Autre journal de l’île martyre, Le Matin, fondé en 1906, est réputé avant tout pour ses rubriques culturelles de grande qualité. Fermé pendant trente ans, pendant la longue période troublée qui s’est achevée par le départ d’Aristide et l’élection de Préval, il est reparu en 2005. Avant le séisme, il se vendait en moyenne à 7000 exemplaires par jour. Aujourd’hui, son site internet est en cours de réactivation. Pour lui, le tremblement de terre «continue de faire des dégâts. Ceux-là sont d’ordre psychologique», écrit-il dans un article intitulé «Ne leur parlez plus de béton»: «Les spécialistes ont constaté qu’un nombre croissant de personnes avaient désormais une peur bleue des constructions en dur et qu’elles avaient besoin d’un soutien particulier pour s’en sortir.» A témoin, le reportage photographique saisissant, publié en regard, de Frédéric Sautereau.
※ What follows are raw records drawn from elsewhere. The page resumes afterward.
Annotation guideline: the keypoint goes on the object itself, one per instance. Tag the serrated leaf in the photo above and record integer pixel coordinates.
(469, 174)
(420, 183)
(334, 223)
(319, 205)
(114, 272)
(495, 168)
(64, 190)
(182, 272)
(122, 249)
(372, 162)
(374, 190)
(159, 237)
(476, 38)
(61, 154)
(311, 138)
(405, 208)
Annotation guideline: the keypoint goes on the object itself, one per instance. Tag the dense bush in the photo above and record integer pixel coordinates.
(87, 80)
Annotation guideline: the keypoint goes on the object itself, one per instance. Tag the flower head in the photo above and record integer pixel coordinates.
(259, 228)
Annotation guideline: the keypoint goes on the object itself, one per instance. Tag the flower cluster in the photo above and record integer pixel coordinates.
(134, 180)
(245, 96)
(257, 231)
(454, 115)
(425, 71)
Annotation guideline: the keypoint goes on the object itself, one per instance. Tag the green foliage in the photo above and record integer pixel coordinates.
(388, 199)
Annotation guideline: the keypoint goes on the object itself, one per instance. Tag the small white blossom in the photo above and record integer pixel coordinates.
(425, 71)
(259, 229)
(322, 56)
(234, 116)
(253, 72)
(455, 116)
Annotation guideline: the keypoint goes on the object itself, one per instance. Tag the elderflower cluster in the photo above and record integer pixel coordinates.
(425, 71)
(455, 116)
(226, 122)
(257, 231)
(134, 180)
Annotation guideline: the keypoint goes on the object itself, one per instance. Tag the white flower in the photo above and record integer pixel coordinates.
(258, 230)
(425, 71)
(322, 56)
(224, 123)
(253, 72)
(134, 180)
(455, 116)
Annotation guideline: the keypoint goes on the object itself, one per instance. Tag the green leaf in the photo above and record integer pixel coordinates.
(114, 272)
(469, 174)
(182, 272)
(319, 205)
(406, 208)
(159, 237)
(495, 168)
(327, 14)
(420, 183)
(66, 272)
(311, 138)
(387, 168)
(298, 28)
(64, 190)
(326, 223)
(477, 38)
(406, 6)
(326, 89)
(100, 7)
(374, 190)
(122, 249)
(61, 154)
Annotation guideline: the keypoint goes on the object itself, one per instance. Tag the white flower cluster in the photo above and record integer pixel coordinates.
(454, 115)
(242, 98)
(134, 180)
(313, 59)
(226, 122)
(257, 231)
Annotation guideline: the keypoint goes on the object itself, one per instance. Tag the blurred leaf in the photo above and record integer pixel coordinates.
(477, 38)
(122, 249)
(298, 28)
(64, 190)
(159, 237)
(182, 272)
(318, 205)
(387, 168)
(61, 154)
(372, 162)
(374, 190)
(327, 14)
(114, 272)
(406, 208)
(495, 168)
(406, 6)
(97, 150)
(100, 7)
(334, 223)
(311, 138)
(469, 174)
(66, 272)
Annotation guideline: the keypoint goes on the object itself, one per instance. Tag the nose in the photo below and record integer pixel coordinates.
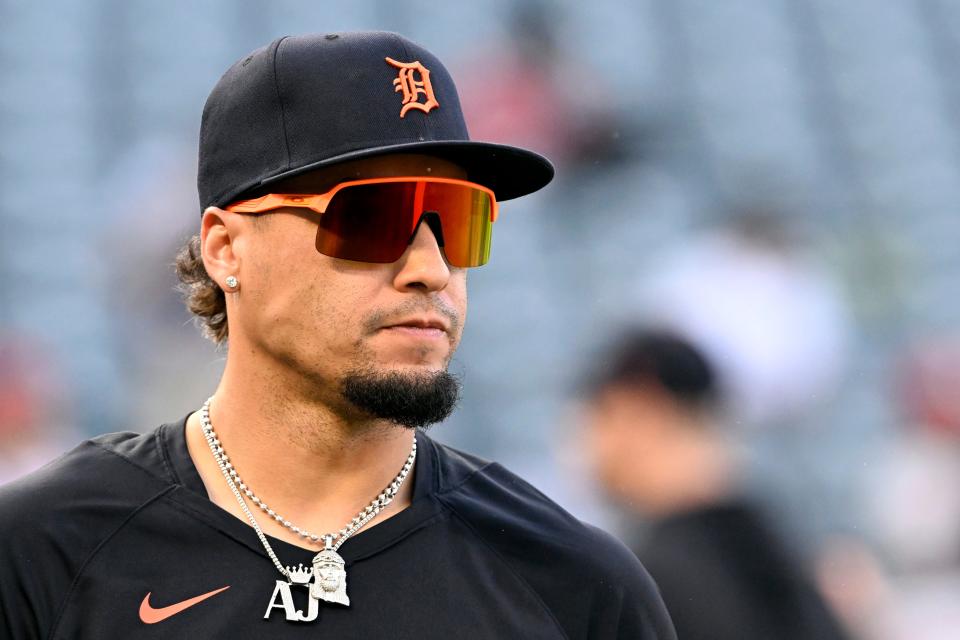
(423, 265)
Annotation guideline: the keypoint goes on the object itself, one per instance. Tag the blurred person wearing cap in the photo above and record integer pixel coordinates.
(343, 203)
(651, 417)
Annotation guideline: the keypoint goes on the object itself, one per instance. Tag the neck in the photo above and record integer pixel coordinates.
(311, 462)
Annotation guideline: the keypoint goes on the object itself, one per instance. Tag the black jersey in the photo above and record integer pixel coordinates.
(117, 539)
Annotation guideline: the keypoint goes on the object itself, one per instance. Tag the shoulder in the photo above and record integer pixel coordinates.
(53, 520)
(118, 466)
(592, 583)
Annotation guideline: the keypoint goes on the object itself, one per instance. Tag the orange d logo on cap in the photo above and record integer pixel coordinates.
(411, 87)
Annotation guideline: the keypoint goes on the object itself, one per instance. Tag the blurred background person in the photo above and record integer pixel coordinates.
(657, 440)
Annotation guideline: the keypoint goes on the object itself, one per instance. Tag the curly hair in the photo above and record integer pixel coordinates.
(204, 297)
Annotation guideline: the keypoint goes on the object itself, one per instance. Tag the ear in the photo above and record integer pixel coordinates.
(219, 232)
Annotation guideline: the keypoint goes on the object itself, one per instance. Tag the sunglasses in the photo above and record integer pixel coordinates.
(375, 220)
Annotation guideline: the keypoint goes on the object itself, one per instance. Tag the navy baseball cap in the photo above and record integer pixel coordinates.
(306, 102)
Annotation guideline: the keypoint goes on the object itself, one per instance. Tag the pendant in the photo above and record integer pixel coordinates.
(329, 577)
(282, 597)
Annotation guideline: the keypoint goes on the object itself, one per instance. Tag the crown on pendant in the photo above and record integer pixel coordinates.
(300, 575)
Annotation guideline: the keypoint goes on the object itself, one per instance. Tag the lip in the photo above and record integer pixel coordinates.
(421, 322)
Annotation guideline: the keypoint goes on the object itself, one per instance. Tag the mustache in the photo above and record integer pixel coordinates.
(378, 319)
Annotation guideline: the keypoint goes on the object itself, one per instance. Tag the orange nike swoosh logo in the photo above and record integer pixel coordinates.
(151, 616)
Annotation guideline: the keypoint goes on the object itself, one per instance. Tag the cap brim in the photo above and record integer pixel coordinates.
(510, 172)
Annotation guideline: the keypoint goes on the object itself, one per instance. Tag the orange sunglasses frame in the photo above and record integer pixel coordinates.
(320, 202)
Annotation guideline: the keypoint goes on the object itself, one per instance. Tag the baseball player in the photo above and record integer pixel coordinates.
(342, 205)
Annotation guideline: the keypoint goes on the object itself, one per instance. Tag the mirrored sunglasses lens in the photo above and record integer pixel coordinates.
(367, 223)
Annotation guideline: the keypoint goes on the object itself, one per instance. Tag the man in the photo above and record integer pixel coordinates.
(343, 203)
(654, 437)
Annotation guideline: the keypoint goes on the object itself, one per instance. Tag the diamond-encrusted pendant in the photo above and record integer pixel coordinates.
(329, 576)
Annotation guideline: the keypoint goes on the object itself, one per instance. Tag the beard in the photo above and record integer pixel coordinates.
(411, 400)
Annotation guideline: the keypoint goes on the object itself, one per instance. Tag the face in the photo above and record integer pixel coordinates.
(329, 575)
(319, 319)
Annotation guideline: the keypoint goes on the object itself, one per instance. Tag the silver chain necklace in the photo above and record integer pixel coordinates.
(328, 573)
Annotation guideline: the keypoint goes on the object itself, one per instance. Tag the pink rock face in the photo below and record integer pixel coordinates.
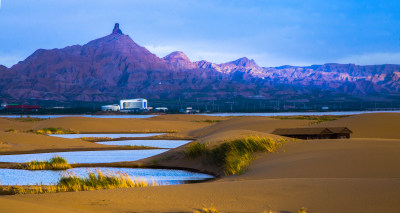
(116, 29)
(180, 61)
(115, 67)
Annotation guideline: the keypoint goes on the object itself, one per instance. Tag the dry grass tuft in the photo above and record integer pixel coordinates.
(154, 131)
(234, 155)
(95, 181)
(302, 210)
(315, 118)
(52, 130)
(207, 210)
(54, 163)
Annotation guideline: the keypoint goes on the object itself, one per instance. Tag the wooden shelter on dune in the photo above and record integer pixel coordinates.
(315, 132)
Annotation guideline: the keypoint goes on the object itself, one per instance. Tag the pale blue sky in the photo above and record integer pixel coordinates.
(272, 32)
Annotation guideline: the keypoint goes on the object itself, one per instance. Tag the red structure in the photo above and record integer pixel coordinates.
(24, 108)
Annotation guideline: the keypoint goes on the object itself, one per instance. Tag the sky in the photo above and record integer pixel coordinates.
(272, 32)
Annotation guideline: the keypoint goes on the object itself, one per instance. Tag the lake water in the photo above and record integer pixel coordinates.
(160, 176)
(86, 156)
(167, 144)
(89, 116)
(296, 113)
(117, 135)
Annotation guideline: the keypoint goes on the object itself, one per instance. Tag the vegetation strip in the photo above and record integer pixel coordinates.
(70, 183)
(317, 119)
(233, 155)
(54, 163)
(53, 130)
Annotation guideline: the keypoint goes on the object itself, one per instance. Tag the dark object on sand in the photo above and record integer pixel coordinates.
(315, 133)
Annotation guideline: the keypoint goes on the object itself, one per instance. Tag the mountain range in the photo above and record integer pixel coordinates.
(115, 67)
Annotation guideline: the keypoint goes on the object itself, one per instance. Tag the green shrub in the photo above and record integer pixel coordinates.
(234, 155)
(96, 180)
(54, 163)
(52, 130)
(302, 210)
(207, 210)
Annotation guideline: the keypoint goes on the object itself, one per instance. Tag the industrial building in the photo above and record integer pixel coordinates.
(128, 105)
(113, 108)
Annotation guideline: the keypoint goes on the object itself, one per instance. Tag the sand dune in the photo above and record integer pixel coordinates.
(349, 175)
(116, 124)
(374, 125)
(325, 176)
(259, 124)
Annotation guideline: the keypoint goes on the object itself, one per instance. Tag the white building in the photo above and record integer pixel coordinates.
(114, 107)
(133, 104)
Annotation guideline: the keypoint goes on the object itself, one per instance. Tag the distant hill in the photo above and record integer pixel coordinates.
(115, 67)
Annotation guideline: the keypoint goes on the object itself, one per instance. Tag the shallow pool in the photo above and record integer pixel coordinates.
(117, 135)
(87, 156)
(167, 144)
(160, 176)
«Trop d’aide humanitaire peut étouffer l’économie», craint par ailleurs Le Nouvelliste dans un autre article, car «le mode de distribution […] constitue une réelle menace pour la production agricole locale». Pourquoi? Parce que, explique le journal, «l’agriculture est le secteur qui a été le moins affecté par le séisme. […] Les infrastructures agricoles rurales, les systèmes d’irrigation et la production n’ont pas subi le moindre dommage. Mais ce qui pose problème est la hausse des prix des produits de première nécessité observée dans les villes de province tandis que dans les régions touchées par la catastrophe, ils s’affichent à la baisse. Ce phénomène s’explique par l’abondance et la distribution non planifiée de l’aide humanitaire dans les zones dévastées. Cette distribution désordonnée ne tient pas compte de la production locale alors que celle-ci est en augmentation constante depuis 2009.»

En revanche, «le système universitaire est en lambeaux», ce qui pose très clairement le problème du renouvellement des élites pour la reconstruction et l’avenir de l’île, écrit Le Matin: «Presque toutes les universités haïtiennes se sont écroulées comme des châteaux de cartes […]. Il suffit pour s’en convaincre de jeter un coup d’œil à l’université d’Etat d’Haïti, où un premier bilan fait état d’environ 20 morts parmi les professeurs, de 300 du côté des étudiants et de deux dans les rangs du personnel administratif.»

Au final, ce dossier très riche de CI propose également de télécharger gratuitement deux éditions du Nouvelliste: un hors-série publié un mois après le séisme, ainsi qu’un numéro daté du 13 février. Et, last but not least, de soutenir financièrement ce journal qui tente, fièrement et très professionnellement, de relever la tête dans des conditions de travail dantesques, avec des rédactions très diminuées, qui ont aussi perdu des journalistes et du personnel dans la catastrophe.